Denpasar, ken-kenkhabare.com | Bali Lintas Media –
Pulau Bali sangat terkenal sebagai daerah Pariwisata Internasional, dengan adat istiadat dan Budaya Bali yang luar biasa, menjadi daya tarik wisatawan. Masyarakat Bali setiap hari melakukan kegiatan Adat dan Budaya, yang menjadi daya tarik tersendiri bagi wisatawan mancanegara. Namun perkembangan pariwista Bali, belum dirasakan dan tidak sebanding dengan tingkat kesejahteraan Krama Bali saat ini.
Hal ini diungkapkan oleh salah satu tokoh dari Denpasar, A.A. Gede Agung Aryawan, S.T., yang saat ini maju sebagai Caleg nomer urut 1, DPRD Provinsi Dapil Denpasar, dari Partai Perindo dalam keterangan tertulisnya, pada (18/12), pagi.
Pada masa lalu masyarakat Bali menjaga adat dan budaya Bali sebagai bentuk swadharma krama Hindu Bali, sebagai bagian dari yajna dan bhakti kepada Ida Sanghyang Widhi Wasa, Tuhan Yang Maha Esa.
Baca Juga :
Seiring perkembangan sektor Pariwisata di Bali, ketulusan dan bhakti ini perlahan mengalami pergeseran ditengah beban dan biaya yang semakin berat bagi masyarakat. Pelestarian Adat dan Budaya oleh Krama Bali yang berdampak signifikan terhadap perkembangan dan bisnis pariwisata ekonomi Bali, sementara hanya dinikmati oleh pengusaha yang sebagian besar didominasi pengusaha luar Bali.

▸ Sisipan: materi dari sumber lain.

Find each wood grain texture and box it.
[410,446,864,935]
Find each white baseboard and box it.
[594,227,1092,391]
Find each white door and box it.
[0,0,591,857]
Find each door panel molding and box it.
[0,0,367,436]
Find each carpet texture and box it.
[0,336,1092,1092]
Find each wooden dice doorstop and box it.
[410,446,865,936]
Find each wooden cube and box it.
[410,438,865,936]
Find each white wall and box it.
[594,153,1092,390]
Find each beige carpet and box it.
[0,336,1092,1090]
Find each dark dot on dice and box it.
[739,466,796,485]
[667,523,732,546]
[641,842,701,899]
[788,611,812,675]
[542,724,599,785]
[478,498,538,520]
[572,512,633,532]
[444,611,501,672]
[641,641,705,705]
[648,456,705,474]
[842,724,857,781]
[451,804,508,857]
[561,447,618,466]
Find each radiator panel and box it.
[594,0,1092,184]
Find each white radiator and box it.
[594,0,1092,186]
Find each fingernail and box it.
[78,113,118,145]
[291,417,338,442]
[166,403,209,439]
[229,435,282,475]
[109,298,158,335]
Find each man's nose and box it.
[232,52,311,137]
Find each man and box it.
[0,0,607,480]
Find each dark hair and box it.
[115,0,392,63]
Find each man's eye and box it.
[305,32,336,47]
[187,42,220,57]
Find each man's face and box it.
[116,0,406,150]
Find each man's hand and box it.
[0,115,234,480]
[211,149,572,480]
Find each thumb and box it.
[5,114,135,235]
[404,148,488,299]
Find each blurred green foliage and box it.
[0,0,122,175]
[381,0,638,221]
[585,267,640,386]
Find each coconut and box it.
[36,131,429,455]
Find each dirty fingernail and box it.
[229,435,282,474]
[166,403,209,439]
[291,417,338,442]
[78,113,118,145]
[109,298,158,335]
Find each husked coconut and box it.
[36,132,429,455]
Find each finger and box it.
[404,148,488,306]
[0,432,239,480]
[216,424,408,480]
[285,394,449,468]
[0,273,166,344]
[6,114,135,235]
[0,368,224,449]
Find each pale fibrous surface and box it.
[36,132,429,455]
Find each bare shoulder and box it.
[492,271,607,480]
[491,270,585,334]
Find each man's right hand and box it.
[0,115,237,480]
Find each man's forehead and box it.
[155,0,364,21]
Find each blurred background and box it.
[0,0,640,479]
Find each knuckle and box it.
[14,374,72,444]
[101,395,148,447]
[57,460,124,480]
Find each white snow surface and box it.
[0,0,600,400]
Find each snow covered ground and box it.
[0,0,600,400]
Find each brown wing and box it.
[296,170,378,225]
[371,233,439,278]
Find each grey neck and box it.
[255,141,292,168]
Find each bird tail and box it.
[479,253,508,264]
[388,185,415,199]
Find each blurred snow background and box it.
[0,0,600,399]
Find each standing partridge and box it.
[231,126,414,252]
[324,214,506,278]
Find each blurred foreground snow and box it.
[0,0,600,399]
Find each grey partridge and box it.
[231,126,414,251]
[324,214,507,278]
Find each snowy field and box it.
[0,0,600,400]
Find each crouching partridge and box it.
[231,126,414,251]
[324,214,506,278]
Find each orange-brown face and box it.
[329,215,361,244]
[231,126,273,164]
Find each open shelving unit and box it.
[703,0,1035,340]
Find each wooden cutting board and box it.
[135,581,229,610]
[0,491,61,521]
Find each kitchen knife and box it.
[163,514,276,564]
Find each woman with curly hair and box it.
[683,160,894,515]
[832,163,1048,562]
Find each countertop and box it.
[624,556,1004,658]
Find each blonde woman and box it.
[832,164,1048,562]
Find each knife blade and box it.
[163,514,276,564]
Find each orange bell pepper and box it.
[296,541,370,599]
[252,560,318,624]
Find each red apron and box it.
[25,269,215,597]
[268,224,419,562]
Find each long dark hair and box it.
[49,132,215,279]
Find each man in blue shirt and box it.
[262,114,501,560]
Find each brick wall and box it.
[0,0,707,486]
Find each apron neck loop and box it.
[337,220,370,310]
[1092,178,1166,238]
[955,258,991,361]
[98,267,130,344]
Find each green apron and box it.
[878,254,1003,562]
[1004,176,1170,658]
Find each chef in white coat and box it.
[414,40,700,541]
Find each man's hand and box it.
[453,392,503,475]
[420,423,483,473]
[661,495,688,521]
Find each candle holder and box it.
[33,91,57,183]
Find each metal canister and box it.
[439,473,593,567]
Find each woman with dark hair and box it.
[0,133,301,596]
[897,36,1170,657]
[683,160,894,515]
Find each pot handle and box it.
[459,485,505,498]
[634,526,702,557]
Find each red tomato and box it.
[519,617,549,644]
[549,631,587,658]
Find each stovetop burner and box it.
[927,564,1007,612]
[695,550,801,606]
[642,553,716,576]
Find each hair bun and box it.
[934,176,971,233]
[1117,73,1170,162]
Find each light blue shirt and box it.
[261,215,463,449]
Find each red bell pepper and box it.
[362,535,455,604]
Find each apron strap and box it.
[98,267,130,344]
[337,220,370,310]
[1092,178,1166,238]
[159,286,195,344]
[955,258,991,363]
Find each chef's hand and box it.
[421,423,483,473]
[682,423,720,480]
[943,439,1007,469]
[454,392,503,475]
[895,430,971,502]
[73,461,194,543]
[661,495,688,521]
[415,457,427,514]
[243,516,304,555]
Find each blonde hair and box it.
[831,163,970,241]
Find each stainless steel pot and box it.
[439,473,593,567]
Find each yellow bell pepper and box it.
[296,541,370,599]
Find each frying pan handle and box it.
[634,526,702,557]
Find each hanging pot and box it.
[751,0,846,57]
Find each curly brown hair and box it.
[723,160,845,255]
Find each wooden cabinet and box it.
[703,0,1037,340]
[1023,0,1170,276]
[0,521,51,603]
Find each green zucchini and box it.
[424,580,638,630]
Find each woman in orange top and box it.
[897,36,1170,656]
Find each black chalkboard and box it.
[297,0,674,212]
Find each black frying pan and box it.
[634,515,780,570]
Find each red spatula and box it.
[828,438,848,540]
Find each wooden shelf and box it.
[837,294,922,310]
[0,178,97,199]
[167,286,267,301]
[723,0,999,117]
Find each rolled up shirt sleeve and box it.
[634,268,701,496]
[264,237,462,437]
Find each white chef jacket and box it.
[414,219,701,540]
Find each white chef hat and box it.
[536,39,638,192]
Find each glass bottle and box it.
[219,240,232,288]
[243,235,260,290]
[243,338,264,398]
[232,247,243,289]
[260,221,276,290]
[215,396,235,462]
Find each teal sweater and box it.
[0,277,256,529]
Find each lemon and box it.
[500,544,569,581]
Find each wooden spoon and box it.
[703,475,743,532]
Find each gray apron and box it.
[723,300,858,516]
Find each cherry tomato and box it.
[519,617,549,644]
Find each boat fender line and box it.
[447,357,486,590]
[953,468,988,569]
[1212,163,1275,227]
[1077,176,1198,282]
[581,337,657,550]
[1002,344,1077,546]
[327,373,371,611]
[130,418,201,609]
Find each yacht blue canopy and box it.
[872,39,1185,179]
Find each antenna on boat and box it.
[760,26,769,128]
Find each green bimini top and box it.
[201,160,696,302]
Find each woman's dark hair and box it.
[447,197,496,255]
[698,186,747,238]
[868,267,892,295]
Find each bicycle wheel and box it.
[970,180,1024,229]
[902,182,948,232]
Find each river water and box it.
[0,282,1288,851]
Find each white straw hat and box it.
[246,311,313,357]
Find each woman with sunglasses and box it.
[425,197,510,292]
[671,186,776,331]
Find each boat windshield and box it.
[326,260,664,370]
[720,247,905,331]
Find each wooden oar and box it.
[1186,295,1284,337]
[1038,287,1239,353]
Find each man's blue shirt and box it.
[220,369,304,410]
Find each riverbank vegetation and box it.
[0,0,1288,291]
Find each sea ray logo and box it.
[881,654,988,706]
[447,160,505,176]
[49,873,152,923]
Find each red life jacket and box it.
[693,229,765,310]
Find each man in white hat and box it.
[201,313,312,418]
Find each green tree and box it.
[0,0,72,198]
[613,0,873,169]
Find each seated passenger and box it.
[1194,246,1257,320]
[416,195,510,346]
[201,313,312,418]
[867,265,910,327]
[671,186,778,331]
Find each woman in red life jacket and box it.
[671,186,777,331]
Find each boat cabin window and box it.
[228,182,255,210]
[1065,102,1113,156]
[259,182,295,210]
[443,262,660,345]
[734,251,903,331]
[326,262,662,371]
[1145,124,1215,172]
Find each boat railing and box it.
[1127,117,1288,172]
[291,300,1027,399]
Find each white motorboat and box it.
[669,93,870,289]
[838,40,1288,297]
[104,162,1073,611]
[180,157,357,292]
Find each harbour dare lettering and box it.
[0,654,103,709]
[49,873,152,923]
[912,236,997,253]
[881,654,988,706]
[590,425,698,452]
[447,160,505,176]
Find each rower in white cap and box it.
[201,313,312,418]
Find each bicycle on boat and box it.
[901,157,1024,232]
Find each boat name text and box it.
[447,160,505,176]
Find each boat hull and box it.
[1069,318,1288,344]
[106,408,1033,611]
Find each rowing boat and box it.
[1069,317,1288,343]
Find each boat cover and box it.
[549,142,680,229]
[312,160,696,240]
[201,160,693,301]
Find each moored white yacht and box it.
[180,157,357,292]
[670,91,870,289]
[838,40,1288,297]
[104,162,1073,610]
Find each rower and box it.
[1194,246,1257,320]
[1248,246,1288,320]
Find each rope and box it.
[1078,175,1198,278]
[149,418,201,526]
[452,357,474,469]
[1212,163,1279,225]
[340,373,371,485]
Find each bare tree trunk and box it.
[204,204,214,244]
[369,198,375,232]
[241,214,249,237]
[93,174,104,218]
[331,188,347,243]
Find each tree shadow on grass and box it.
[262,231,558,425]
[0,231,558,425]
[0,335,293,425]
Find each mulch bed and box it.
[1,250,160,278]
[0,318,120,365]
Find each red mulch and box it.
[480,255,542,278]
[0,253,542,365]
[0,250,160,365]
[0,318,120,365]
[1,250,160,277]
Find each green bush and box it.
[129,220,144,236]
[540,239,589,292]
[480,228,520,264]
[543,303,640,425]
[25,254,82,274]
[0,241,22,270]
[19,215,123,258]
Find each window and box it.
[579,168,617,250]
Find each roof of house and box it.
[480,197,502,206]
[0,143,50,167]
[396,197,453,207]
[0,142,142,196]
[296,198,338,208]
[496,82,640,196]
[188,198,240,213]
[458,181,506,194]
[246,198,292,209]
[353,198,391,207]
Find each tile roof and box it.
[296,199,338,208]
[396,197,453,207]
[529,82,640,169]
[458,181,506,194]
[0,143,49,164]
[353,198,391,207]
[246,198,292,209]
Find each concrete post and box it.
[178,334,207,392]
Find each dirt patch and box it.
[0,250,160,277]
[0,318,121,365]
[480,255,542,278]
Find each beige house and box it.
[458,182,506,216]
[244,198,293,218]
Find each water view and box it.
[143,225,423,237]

Pengusaha lokal yang bergelut di UMKM seperti berjibaku untuk dapat keuntungan sekedar untuk bisa ngayah dan menyamabraya,” ujar Gung De.
Lebih lanjut Gung De berpandangan, seharusnya ini memberikan korelasi dalam peningkatan taraf hidup Krama Bali, sebagai bentuk kompensasi dalam merawat palemahan, pawongan dan parahyangan, dibalik kenaikan harga alat-alat upakara, dan upacara yang hampir setiap hari dijalankan oleh masyarakat.
Namun ironis, jika dilihat dari Upah Minimum Provinsi Bali (UMP) masih di bawah Rp.3 juta, tepatnya diangka Rp.2,8 juta di Tahun 2024.
“Dalam pelaksanaan pelestarian Adat dan Budaya Bali, masyarakat juga membutuhkan biaya cukup besar. Tentu sangat tidak masuk akal jika Upah Minimum Provinsi Bali (UMP) hanya ditetapkan Rp 2,8 Juta Tahun 2024,” ujarnya.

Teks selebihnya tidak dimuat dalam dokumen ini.